A SO site might perform well as a support channel for a software library product. I've used a mailing list in the past, but it's not as a good, in many ways. If it's free for commercial use, I might give this a go. It seems ideal to deliver support for an open-source software product - anyone done this?
Well there's plenty of sites owners (with credit cards) that might assume otherwise. It depends on the target audience, but if it was for say doctors or lawyers 1/10th the traffic or even 1/100th the traffic of a typical programming site would be a success.
Maybe they did a survey among all the sites to come to your conclusion, but it seems odd they never tried go paid.
This harks back to our corporate goal to “make the Internet a better place to get expert answers to your questions.” A ghost town, without traffic, does not get people answers, but it does draw a few people away from other sites that might do so. We do not believe that the Internet benefits from putting up placeholder sites with negligible traffic that do not attract high quality communities. And we want the Stack Exchange brand to be synonymous with great community Q&A sites, even if we don’t necessarily cover every topic under the sun.

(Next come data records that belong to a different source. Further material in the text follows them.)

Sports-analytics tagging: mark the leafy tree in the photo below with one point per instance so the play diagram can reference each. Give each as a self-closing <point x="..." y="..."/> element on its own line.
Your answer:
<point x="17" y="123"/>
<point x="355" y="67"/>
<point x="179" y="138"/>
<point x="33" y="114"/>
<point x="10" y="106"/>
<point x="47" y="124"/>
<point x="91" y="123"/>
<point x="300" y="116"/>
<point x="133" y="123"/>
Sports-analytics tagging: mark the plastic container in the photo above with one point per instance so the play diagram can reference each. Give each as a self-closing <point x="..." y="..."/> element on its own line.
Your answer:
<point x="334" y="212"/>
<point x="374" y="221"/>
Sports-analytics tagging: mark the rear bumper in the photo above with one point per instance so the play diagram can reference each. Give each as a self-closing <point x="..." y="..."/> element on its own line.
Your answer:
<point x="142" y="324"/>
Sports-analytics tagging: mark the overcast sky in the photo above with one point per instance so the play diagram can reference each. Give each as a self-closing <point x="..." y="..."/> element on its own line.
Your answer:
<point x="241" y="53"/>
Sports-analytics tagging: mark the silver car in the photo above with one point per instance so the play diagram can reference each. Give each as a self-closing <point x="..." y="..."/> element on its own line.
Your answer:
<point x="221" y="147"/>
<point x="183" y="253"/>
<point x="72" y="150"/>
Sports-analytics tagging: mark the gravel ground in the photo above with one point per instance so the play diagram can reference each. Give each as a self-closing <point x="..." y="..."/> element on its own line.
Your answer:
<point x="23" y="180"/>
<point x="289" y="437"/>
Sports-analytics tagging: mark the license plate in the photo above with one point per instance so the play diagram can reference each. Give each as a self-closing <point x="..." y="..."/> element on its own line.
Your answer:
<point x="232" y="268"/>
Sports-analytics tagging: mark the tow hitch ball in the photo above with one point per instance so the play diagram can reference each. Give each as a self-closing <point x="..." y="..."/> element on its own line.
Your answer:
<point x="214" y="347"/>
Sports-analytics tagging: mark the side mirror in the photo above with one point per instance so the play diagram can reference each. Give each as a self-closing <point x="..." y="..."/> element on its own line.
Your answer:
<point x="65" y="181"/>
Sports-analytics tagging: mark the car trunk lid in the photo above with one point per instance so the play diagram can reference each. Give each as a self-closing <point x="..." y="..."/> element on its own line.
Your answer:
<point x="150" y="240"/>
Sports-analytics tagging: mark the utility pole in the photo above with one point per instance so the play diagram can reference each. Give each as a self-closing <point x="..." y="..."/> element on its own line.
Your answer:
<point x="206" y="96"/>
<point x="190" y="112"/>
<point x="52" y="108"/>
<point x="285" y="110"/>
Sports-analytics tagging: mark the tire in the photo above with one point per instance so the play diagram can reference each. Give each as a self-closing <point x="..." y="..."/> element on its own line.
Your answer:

If Joel Spolsky somehow managed to actually touch Jason Calacanis, would some kind of catastrophic cosmic event occur? Or would they both simply annihilate each other?
I do the best I can not to comment on competitors, although I can't always live up to my ideal.
There are a lot of companies built on the business model of making low-cost, low-quality pages for long-tail Google search results, either algorithmically or with low-paid humans. There's clearly an arbitrage opportunity there, providing some kind of semi-crappy web page on a topic so narrow that there isn't anything on the web yet, but low quality content doesn't interest me at all.
I think he's taken too much inspiration from politics. Turfing out the simple "pay X, get Y" idea, we now get ~1000 words explaining a concept, its bureaucratic underpinnings, and a rationale of how something that offers less is, in fact, offering a lot more. Yet no longer do you "own" a site you can invest time into, you're instead a caretaker for a site that stays in the SO fold for them to monetize.. a bit like a sub-Reddit (except Reddit's source is open so you can take your toys home, if you wish).
Having people vote for stuff within a framework they ultimately don't control is crazy. We maintain a façade of democracy in politics because it keeps the populace happy, but with Web sites, online communities, and programming languages.. good leadership typically comes straight from the "owners" - at least to start with.
At the end of the day though, I guess Stack Overflow is his baby and he can do what he likes. If Apple can change the rules mid-game, so can Spolsky ;-)
Instead of providing a service that allows people to create, maintain (and yes, perhaps fail) their own community Q&A sites as they see fit, the Stack Exchange team now seem to be aiming to crowd-source the creation and maintenance of Q&A sites deemed interesting enough to exist. And if you've listened to the past few podcasts, "interesting enough" generally means "contains pages likely to rank well in Google".
If that was the case, they wouldn't be (a) creating huge barriers to creating new communities, and (b) tearing down sites that failed to attract a threshold amount of participation. It's clearly not simply a Google spam scheme.
I have no idea what they are actually thinking but their new direction reminds me of the story of how black pearls became sought after. One aspect of this is that the StackExchange sites might end up with a reputation boost based on surviving the vetting process. Perhaps, by virtue of this survival, it will make people more inclined to trust the sites.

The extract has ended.